Independent of number of patients p For this technique to work, you need a special and more complicated buffer than just an STL queue between the patient threads and the worker threads. First, the queue must be thread-safe; otherwise simultaneous accesses from the producers (i.e., patient threads) and consumers (i.e.,worker threads) would lead to a race condition. Second, the buffer must be made “bounded” so that the memory footprint of the buffer is under check and does not grow to infinity. In summary, the buffer must be protected against “race-conditions”, and “overflow” and “underflow” scenarios.

Overflow can happen when the patient threads are much faster than the worker threads, while underflow can happen under the opposite scenario.The BoundedBuffer class is the perfect solution to all these problems Client Requesting Data Points The p patient threads place requests into the request buffer. The w workers threads in this PA work as follows. Each worker thread pops a
request from the request buffer (i.e., the BoundedBuffer), sends it to the server, collects the response, and then puts the response in the response buffer - another BoundedBuffer object. In addition, there are h histogram threads who pop these responses from the response buffer and update p ecg histograms, one for each patient.
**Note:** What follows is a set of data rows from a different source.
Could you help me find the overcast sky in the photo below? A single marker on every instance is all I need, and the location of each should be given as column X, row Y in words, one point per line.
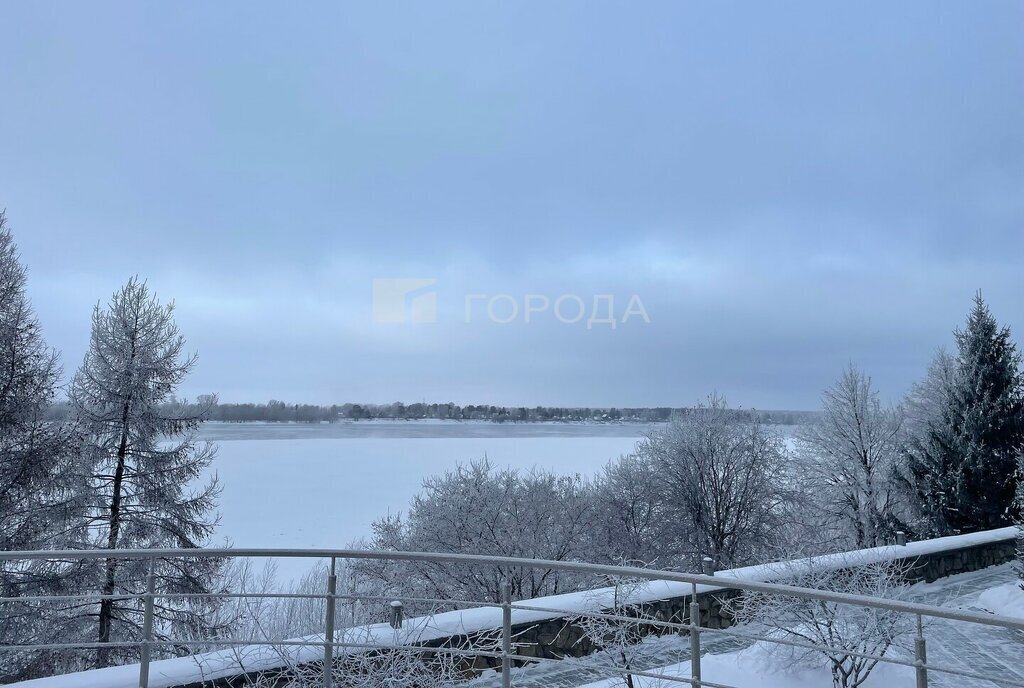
column 785, row 187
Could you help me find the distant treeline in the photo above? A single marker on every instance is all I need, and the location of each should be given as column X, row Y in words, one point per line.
column 280, row 412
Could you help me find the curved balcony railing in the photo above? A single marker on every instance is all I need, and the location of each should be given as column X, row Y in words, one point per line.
column 495, row 621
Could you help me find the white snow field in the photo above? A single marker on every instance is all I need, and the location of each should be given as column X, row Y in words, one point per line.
column 323, row 485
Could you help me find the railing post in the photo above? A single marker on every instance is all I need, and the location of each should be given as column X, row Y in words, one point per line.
column 397, row 613
column 332, row 589
column 694, row 637
column 145, row 645
column 506, row 635
column 921, row 655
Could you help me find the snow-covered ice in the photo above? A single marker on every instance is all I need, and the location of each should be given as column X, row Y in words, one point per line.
column 325, row 489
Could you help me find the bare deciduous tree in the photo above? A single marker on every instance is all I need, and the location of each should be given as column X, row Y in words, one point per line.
column 724, row 482
column 849, row 456
column 850, row 631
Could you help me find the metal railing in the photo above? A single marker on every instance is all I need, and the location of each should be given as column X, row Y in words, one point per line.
column 506, row 654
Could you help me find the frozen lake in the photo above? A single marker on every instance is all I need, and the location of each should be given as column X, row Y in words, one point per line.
column 323, row 485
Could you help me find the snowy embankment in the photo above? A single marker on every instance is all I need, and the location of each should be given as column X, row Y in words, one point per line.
column 758, row 668
column 252, row 658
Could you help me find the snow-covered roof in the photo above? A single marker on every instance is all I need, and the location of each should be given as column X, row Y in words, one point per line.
column 251, row 658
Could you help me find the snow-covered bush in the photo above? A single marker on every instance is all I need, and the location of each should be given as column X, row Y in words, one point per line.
column 849, row 630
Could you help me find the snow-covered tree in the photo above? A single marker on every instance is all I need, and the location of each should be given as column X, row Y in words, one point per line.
column 147, row 465
column 850, row 631
column 476, row 509
column 41, row 496
column 724, row 483
column 849, row 455
column 961, row 468
column 629, row 522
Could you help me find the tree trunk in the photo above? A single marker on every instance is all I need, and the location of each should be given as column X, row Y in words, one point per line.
column 107, row 604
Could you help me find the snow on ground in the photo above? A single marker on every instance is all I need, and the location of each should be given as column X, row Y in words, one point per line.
column 756, row 668
column 326, row 491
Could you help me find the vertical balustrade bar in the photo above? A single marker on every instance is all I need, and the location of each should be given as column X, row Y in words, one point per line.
column 921, row 655
column 694, row 637
column 145, row 646
column 332, row 587
column 506, row 635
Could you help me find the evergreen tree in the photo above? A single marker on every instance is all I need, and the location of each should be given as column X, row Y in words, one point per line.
column 39, row 493
column 146, row 466
column 962, row 466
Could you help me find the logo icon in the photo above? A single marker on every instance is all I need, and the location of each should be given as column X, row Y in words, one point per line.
column 404, row 300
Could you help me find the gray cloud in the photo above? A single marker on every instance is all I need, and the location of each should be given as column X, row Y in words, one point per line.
column 786, row 189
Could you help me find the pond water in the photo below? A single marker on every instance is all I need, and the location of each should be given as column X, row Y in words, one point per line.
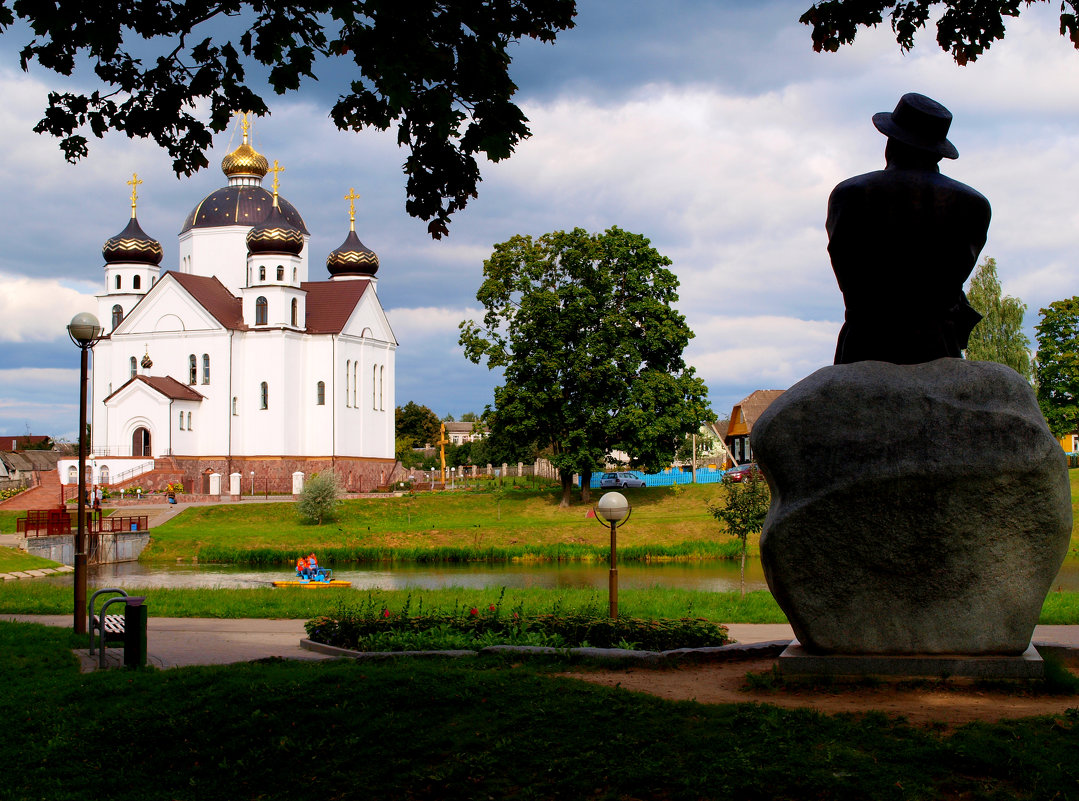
column 708, row 575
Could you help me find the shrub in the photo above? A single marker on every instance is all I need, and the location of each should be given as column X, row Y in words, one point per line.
column 319, row 498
There is a histogram per patient that keeps track of that patient’s statistics that multiple histogram threads would potentially update the same histogram leading to another race condition, which must be avoided by using mutual exclusion. In order for the histogram threads to know which response is for which patient, the worker threads make sure to prepend each data response with
the respective patient no. You can do that by making a pair out of the patient number and the data response.

When requesting data messages, the client program should take 4 command line arguments: n for number of data items (try between [1, 15K]), p for number of patients (try between [1, 15]), w for number of worker threads (try between [50, 500]), h for number of histogram threads (try between [5, 100]), and b for bounded buffer size in bytes (try between [256, 2048]). For instance, the following command is requesting 15K ecg data for the first 10 patients using 500 worker threads and a request buffer of size 1KB (i.e., 1024 bytes). It will use a separate 1KB response buffer to collect the responses and then h = 5 histogram threads to make the 10 patient histograms for ecg values.

Notice that there is a total of p + w + h threads in just the client program: p patient threads, w worker threads and h histogram threads. All these threads must be running simultaneously for your program to work; otherwise the request and/or the response buffers will stall after reaching their bounds (buffer full) or after running dry (buffer empty).You cannot just use a huge request buffer where all requests would fit.

Make sure to test your program using small request/response buffer size (e.g., b = 100); your program should work perfectly fine, maybe a bit slower.Smaller b values along with high p, w, n, h increase concurrency and thus manifest race condition bugs that are not visible under easier circumstances. Make sure to stress-test your program under these settings.

You can also run the client program for file requests. First, the client queries the file size just like PA1. After that, instead of sending the requests directly to the server, the client starts a thread that makes and puts all the requests on to the request buffer. The worker threads pop those requests from the buffer, send those out to the server through their dedicated request channels, receive the responses, and write those responses into the appropriate locations of the file. Note that unlike requesting data messages,there is no response buffer in this case; only a request buffer. The structure is shown in Figure 4. Note that while the program is running, there are w + 1 total threads working simultaneously: 1 thread for making the requests and pushing them to the request buffer, the rest w worker threads who keep taking from the request buffer and processing them.